07.01.2008 08:00 AM
Mobile TV digital rights management — avoiding the music industry's mistakes

When you buy a CD, you're free to play that recording at your house or in your car, on a PC or a CD player, or copy songs to your iPod; in other words, wherever you want.

As we know, life isn't so simple in the brave new world of digital content. Many early iPod users discovered the problem when they lost or replaced their iPods or wanted to play their music on another device; they had to buy songs all over again.

This approach has undeniable appeal for content owners and retailers. But what's equally undeniable is that device-content lock-in is a drag on the growth of digital entertainment.

Understandably, content owners want to protect their investments and copyrights from pirating. But the resulting hodge-podge of incompatible formats, and copyright, permission, subscription and licensing requirements has done perhaps as much as Napster in reducing the music industry to its current dismal predicament.

San Diego-based Verimatrix aims to avoid a repeat of history with its three-screen digital rights management solutions for TV.

"Our operators are in an increasingly competitive space — cable, satellite, IPTV," said Steve Christian, Verimatrix VP of marketing. "We think an axis that can make them successful is a three-screen solution: set-top boxes for IPTV, the PC screen and now mobile phones."

Security and digital rights are key to deploying the three-screen strategy. "Content protection is important, because it enables the business of pay TV," Christian said. "Unless you have content protection, you can't offer consumers choices."

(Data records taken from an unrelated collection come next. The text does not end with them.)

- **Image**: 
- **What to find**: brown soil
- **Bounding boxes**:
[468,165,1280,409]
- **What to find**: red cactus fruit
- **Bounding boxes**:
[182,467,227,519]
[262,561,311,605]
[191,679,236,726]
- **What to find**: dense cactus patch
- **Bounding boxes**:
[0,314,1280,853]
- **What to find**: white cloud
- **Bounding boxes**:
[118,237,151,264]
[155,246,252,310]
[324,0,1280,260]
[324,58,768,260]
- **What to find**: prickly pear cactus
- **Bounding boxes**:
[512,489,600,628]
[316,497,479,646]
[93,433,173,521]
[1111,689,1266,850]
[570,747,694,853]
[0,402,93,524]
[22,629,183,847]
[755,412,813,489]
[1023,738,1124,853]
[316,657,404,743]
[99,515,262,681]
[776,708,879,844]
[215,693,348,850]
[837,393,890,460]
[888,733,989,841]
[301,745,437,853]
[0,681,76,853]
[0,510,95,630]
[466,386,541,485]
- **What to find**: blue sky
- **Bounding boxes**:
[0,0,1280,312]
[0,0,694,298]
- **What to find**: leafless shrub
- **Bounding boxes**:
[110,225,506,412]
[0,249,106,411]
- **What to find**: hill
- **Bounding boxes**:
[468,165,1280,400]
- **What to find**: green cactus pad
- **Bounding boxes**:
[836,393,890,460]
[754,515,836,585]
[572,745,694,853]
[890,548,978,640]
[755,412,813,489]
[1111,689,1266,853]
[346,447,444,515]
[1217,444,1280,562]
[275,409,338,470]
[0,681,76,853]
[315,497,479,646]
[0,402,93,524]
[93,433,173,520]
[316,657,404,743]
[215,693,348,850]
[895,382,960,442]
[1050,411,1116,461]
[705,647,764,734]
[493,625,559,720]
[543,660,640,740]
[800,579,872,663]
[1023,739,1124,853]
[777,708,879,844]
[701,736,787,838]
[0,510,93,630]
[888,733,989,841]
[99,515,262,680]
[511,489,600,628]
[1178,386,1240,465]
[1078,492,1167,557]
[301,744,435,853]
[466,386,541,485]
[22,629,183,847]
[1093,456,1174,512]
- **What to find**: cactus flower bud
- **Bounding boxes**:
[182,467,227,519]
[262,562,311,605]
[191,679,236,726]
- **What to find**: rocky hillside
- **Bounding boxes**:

The Verimatrix approach is simple: Unify user rights in a common backend to provide transparent interoperability among systems and devices — essentially “multirights." Because the system is implemented in software, there are no smartcards or other interface hardware, and it can be easily extended to new devices.

"It's important to enable a seamless approach across as broad a platform as possible [so] it 'just works,'" Christian said. "If you can achieve a seamless experience across screens, you've achieved something customers want."